Tuesday, February 9, 2016

rkt Network Modes and Default CNI Configurations [feedly]



----
rkt Network Modes and Default CNI Configurations
// CoreOS Blog

In the past few months we've been working on rkt, an implementation of the App Container (appc) spec and a pod runtime designed for security and composability. In the specification and in rkt itself, common application "containers" are grouped into a pod that can contain one or more applications. A pod is the unit of execution in rkt, and we use "pod" in this sense throughout this post.

Alongside rkt, we developed the Container Network Interface (CNI), a proposed standard for configuring network interfaces for Linux containers. In the context of CNI, container refers specifically to a Linux network namespace. rkt uses CNI plugins that conform to the CNI specification. Kubernetes, a cluster orchestration system, is also in the process of integrating native support for CNI. Other projects that have integrated support for CNI include Project Calico and Weaveworks. Stay tuned for updates on the integration with Kubernetes by joining the Kubernetes networking special interest group mailing list.

rkt and CNI are a good match for a diverse variety of pod network configurations, ranging from simple use cases to advanced and complex environments. Today we'll explain how to use existing CNI plugins with rkt, showing how to set up networking as you get started.

This document was written with rkt version 1.0. Be sure to check the latest rkt documentation.

rkt's network modes

The rkt networking document describes how to configure networking and briefly touches on some of the possibilities. In short, networks can be configured by passing the flag --net one or more times when invoking rkt run.

The --net option is set to a named network that should be loaded by rkt when the pod is run. By repeating the option, a list of networks can be constructed. Before we look at the handling of associated network configuration files, there are some basic networking modes to review. These modes are chosen by providing special network names to the --net option that are understood by rkt as mode selectors.

So far there are three of these special network names. The first two are the network names none and host. The third exception, when --net is given with no names at all, is a synonym for --net=default, and will try to load the network with the name default.

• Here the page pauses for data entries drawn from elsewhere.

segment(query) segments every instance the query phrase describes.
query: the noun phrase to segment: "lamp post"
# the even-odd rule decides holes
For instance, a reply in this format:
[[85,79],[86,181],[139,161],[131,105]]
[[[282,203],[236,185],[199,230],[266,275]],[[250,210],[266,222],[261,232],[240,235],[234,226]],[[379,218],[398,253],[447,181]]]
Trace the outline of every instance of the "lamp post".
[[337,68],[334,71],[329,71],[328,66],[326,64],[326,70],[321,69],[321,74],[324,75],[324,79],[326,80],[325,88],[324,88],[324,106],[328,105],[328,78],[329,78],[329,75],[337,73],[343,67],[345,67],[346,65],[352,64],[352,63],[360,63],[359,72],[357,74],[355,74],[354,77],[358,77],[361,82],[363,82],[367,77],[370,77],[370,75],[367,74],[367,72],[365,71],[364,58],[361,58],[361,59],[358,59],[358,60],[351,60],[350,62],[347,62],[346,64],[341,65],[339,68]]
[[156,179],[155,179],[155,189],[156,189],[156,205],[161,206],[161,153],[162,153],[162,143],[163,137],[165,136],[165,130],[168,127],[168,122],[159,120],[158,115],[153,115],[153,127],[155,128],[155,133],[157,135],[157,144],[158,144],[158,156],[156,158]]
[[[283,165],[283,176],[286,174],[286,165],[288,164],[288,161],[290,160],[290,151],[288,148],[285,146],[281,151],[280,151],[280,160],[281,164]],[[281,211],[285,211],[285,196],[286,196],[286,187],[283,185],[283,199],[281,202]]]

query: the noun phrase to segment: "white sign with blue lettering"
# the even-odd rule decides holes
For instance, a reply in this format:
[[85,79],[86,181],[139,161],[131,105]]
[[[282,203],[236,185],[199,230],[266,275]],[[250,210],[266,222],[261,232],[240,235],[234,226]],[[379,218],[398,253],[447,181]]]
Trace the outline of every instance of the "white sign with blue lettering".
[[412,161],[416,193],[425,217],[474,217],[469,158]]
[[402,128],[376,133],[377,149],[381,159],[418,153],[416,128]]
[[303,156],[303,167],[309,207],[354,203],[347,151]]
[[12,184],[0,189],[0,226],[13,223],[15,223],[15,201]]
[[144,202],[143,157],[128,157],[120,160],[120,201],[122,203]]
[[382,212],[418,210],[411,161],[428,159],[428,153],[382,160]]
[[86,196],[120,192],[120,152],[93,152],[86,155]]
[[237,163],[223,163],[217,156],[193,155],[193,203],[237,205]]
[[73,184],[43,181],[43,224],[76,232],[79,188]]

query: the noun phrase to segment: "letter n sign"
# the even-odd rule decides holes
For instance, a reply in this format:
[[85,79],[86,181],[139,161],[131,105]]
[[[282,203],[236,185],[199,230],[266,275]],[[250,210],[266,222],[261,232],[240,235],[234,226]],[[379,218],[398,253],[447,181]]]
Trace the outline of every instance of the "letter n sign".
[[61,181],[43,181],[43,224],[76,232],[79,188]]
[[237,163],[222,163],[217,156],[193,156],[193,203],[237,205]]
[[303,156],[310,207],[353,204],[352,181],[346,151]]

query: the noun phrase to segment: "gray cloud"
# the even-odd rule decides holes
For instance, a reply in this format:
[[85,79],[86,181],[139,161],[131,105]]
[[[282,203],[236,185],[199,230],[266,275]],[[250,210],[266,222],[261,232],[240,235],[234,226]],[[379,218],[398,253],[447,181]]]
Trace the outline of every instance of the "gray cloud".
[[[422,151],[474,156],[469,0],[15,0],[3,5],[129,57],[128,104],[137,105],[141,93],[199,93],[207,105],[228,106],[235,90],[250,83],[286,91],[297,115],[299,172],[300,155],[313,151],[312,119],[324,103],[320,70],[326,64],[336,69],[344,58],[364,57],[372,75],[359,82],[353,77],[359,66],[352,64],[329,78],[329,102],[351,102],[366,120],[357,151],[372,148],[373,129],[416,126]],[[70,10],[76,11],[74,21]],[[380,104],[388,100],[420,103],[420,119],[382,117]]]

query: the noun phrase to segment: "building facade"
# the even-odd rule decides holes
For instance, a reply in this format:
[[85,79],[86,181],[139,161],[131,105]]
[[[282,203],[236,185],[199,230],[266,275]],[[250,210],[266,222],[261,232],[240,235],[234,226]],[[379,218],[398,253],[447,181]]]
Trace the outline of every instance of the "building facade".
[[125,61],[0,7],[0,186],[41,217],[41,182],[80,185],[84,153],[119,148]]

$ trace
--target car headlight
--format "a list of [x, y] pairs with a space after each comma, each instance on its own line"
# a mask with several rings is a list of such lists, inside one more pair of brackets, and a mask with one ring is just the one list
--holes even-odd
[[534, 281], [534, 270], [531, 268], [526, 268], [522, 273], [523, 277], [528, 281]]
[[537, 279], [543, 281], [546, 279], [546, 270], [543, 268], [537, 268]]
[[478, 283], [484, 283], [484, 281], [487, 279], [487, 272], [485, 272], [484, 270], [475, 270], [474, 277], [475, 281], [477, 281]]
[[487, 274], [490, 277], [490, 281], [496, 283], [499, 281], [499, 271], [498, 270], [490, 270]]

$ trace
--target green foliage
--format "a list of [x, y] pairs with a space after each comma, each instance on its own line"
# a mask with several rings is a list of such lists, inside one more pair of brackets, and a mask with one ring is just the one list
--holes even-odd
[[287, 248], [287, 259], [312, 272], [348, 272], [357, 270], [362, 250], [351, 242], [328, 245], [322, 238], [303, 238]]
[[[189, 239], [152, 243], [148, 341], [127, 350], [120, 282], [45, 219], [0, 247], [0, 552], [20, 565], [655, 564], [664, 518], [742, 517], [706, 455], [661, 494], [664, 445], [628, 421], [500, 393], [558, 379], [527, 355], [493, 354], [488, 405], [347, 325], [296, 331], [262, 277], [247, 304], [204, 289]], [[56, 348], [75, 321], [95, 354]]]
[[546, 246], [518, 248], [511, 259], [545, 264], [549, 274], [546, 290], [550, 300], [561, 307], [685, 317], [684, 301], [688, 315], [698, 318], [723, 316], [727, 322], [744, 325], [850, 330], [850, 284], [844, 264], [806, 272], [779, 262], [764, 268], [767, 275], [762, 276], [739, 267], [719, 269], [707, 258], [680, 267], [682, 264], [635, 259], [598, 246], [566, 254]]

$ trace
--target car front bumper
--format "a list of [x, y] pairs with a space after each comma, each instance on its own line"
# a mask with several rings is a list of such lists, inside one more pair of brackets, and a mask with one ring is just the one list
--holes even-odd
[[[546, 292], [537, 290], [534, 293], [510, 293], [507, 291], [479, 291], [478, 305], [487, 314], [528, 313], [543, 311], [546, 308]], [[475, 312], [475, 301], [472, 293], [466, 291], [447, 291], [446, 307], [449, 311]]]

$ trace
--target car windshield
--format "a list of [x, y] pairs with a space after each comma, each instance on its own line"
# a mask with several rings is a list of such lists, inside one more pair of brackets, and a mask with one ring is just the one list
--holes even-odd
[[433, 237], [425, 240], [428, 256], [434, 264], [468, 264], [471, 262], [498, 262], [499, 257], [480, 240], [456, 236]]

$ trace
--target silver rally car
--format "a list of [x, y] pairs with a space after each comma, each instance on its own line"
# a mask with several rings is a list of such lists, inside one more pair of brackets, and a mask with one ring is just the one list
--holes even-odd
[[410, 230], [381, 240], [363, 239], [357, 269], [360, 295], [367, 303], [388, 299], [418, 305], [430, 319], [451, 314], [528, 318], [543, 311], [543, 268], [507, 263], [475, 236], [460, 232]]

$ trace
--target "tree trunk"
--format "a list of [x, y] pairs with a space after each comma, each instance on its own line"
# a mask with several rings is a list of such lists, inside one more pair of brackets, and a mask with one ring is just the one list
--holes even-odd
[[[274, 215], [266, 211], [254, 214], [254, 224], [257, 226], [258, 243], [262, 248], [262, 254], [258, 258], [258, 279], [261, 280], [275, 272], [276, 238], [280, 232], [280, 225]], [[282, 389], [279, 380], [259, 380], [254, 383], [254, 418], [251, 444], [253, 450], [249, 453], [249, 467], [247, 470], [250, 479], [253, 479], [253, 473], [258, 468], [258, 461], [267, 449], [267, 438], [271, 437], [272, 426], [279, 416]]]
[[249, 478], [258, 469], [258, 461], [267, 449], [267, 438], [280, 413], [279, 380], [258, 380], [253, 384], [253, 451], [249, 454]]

Now, let's explore the meaning of these network names and some of the more common network environments with concrete examples:

No network connectivity: –net=none

If you want to isolate a pod from the network completely, you can do this by using --net=none. This is a security best practice that limits the vectors by which a pod can be accessed when an application has no network requirements. In this case, the pod will end up with only the loopback network interface.

$ sudo rkt run --interactive --net=none busybox-1.23.2-linux-amd64.aci  (...)  / # ip address  1: lo: <LOOPBACK,UP,LOWER_UP> mtu 65536 qdisc noqueue  	link/loopback 00:00:00:00:00:00 brd 00:00:00:00:00:00  	inet 127.0.0.1/8 scope host lo     	valid_lft forever preferred_lft forever  	inet6 ::1/128 scope host     	valid_lft forever preferred_lft forever  / # ip route  / # ping localhost  PING localhost (127.0.0.1): 56 data bytes  64 bytes from 127.0.0.1: seq=0 ttl=64 time=0.022 ms  ^C  

The situation here is very straightforward: no routes, and only the interface lo with the local address. The resolution of localhost is enabled in rkt by default, as it will generate a minimal /etc/hosts inside the pod if the image does not provide one.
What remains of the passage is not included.